Over 50,000 Lebanese gathered at the Camille Chamoun stadium in Beirut to cheer for our team. These are a few pictures of the people gathered there, with all the enthusiasm they mustered, which is actually a whole lot:
We’re used to seeing faces painted with the flags of Italy, Germany, Brazil. But never Lebanon.
Because it wouldn’t be a Lebanese game without some serious trolling
(Picture by Bachir Itani.)
For the technical rundown of the game, here’s a source you can check.
What’s sad about the whole affair is that both teams were nowhere near an equal field when it comes to, well, everything. First, the Lebanese team was full of Lebanese who are underpaid, underfunded and do this more so for “leisure” than for credible prospects in a country where football had taken a backseat to basketball for a long, long time.
In fact, many Lebanese were upset how none of our local TV stations was broadcasting the game. I have to ask those: where was this enthusiasm when Lebanon went through the World Cup qualifiers year after year and didn’t get anywhere? Don’t blame our “poor” TV station. Blame the monopolizing giant Al-Jazeera which doesn’t let anyone else get the rights for a football game. God forbid that happens!
But I digress.
On the other hand, here’s how the Qatari teams breaks down:
“Hi. My name is Sebastian. And I am Qatari.”
Doesn’t make sense to you? It’s not meant to. But here’s another one.
“Hi. My name is Lawrence. And I am Qatari too.”

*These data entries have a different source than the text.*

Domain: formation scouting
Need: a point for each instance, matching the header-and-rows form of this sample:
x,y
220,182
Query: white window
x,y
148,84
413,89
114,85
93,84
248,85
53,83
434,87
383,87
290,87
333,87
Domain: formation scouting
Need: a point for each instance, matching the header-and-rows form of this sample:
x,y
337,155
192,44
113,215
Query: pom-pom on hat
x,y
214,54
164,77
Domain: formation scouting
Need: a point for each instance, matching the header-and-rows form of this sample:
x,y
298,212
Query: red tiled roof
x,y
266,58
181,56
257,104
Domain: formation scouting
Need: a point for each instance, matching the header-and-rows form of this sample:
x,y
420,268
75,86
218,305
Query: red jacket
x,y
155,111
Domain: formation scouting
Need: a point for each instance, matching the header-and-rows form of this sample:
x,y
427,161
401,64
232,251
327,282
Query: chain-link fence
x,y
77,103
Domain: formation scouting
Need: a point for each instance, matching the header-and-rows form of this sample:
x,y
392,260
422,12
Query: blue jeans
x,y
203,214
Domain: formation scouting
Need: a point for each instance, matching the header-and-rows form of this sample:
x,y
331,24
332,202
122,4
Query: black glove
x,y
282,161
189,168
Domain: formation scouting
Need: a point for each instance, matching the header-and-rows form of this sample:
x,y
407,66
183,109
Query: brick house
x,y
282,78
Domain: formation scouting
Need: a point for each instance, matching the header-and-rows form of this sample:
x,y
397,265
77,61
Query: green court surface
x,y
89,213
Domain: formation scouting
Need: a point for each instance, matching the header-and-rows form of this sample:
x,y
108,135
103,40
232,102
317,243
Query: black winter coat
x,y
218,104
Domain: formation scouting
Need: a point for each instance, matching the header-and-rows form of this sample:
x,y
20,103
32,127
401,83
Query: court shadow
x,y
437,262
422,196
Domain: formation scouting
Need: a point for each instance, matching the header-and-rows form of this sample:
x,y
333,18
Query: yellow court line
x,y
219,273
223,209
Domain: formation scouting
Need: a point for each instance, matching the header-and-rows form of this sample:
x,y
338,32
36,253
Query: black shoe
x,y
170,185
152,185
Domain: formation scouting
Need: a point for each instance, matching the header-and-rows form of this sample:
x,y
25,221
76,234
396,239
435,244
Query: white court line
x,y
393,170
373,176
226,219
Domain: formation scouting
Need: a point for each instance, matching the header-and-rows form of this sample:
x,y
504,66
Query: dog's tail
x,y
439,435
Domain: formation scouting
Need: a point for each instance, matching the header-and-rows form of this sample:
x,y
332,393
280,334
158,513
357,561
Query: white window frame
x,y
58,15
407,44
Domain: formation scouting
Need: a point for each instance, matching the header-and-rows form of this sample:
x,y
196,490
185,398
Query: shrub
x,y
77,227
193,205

When more than half of the team on the field is nationalized, what can one expect? It looks like Qatar have so much money on their hands that they simply decided to purchase a national team. Many people on Twitter, most of whom weren’t Lebanese, had this to say: “Qatar team, why you no have Qataris?”
So very true.
Towards the later half of the second half, based on the bits and pieces I watched, the Lebanese team looked totally run out of stamina, which has been the case in their previous games as well. Based on this, what worries me the most is not losing to Qatar, it’s Lebanon having a second game on June 8th against Uzbekistan and then another one on July 12th against South Korea, all the way in Seoul. Will our players be able to handle the severe effort those games will require, let alone the time zone difference and the traveling?
I really hope so. But sometimes realism needs to tone down the sense of nationalism. And I’ll leave it at that for now.